DAVID GOODIS – Retreat from Oblivion. E.P. Dutton, hardcover, 1939. To be published in paperback by Stark House Press, paperback, October, 2024. (See comments.)

   Peyton Place meets WWII. Extramarital affairs between friends and neighbors in the rising middle bracket of Manhattan, circa 1939.

   Herb and wife Jean, they’re a pretty bad scene. Jean’s screwing Herb’s friend Paul. And frankly, Jean dear, he don’t give a damn.

   Then Jean gets preggers and Paul heads with her to China to become a fighter pilot against the Japanese. Which is good for the reader because Goodis can really write a good pulpy aviation yarn (given his record of selling air adventure stories to the aviation pulps).

   As Jean absconds with Paul, Herb’s on the make. He’s feeling reckless (was just at a go-kart track with a list of rules including ‘no wreckless driving’. The ‘w’ in ‘wreckless’ still visible through the white-out). Herb heads to Harlem and starts following a very attractive Italian looking girl. She stops and recommends the prostitutes one street over. He says he just needs someone to talk to. And it turns out, so does she.

   Her name’s Dorothy. Her husband is fighting the fascists in Spain. So now Herb feels guilty and can’t sleep with her. Even though she first tells him it’s okay and later begs for it.

   More good news for the reader. Dorothy’s hubbie being in the Spanish Civil War allows Goodis to write alternating chapters teleporting the reader from Peyton Place to the war in Spain with plenty of battle scenes for the losing cause.

   So that’s the picture. Peyton Place melodrama montaged with wartime atrocities.

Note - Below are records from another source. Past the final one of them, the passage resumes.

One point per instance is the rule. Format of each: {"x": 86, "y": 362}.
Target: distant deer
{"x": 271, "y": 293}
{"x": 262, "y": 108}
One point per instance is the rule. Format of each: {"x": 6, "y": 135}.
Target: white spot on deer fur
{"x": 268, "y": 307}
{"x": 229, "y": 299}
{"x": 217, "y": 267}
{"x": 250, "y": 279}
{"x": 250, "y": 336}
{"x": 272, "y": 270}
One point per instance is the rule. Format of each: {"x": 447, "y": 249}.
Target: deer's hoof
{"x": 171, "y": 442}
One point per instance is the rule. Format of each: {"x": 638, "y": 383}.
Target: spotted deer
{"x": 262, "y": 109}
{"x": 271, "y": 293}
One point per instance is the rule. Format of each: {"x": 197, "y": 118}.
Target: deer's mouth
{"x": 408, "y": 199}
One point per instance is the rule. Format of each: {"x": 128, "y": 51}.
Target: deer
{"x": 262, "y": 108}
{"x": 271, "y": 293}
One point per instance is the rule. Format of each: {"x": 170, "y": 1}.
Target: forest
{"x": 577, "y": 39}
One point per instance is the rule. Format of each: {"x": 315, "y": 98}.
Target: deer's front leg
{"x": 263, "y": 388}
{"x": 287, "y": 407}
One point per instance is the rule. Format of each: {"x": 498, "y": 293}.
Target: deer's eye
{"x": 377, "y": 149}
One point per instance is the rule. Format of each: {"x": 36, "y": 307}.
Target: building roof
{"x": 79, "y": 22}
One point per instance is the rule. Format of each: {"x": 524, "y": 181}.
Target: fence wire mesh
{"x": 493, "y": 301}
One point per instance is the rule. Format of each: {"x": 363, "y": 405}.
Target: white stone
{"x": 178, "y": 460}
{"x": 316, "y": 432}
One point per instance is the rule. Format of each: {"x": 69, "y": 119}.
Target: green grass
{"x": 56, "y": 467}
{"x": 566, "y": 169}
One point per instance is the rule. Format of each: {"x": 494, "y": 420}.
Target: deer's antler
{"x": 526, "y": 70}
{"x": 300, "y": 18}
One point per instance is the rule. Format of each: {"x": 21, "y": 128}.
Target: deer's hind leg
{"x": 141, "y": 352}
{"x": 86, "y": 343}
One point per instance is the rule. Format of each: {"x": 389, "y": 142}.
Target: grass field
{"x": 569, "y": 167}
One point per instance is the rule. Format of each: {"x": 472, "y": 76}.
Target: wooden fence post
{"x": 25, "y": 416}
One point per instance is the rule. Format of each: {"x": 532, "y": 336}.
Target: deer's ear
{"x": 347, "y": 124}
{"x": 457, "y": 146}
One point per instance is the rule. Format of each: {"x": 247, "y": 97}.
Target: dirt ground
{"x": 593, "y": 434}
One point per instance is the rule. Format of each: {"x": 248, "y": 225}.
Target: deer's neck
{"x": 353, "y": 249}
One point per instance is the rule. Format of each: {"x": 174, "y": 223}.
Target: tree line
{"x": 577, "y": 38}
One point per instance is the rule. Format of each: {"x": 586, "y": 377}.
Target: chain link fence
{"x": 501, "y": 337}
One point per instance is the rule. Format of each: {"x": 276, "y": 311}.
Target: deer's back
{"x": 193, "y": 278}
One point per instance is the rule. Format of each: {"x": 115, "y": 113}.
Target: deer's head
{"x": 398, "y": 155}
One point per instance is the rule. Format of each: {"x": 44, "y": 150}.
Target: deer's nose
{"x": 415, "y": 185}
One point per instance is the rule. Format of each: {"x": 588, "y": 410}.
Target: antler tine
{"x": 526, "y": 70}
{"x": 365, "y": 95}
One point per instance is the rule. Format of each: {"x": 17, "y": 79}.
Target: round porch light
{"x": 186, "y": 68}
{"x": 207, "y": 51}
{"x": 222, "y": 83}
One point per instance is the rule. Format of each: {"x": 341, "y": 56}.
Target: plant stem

   What it could have amounted is a critique of the hypocritical Manhattan high-life where everybody’s trying to screw their neighbor in every way they can, whilst elsewhere people are heroically facing death and destruction.

   Yet when the time comes to hammer this point home, Goodis settles for the Hollywood ending. Perhaps seeking a Hollywood ending for himself, picturing himself in pictures, retreating from the existential oblivion that would hound him til the end.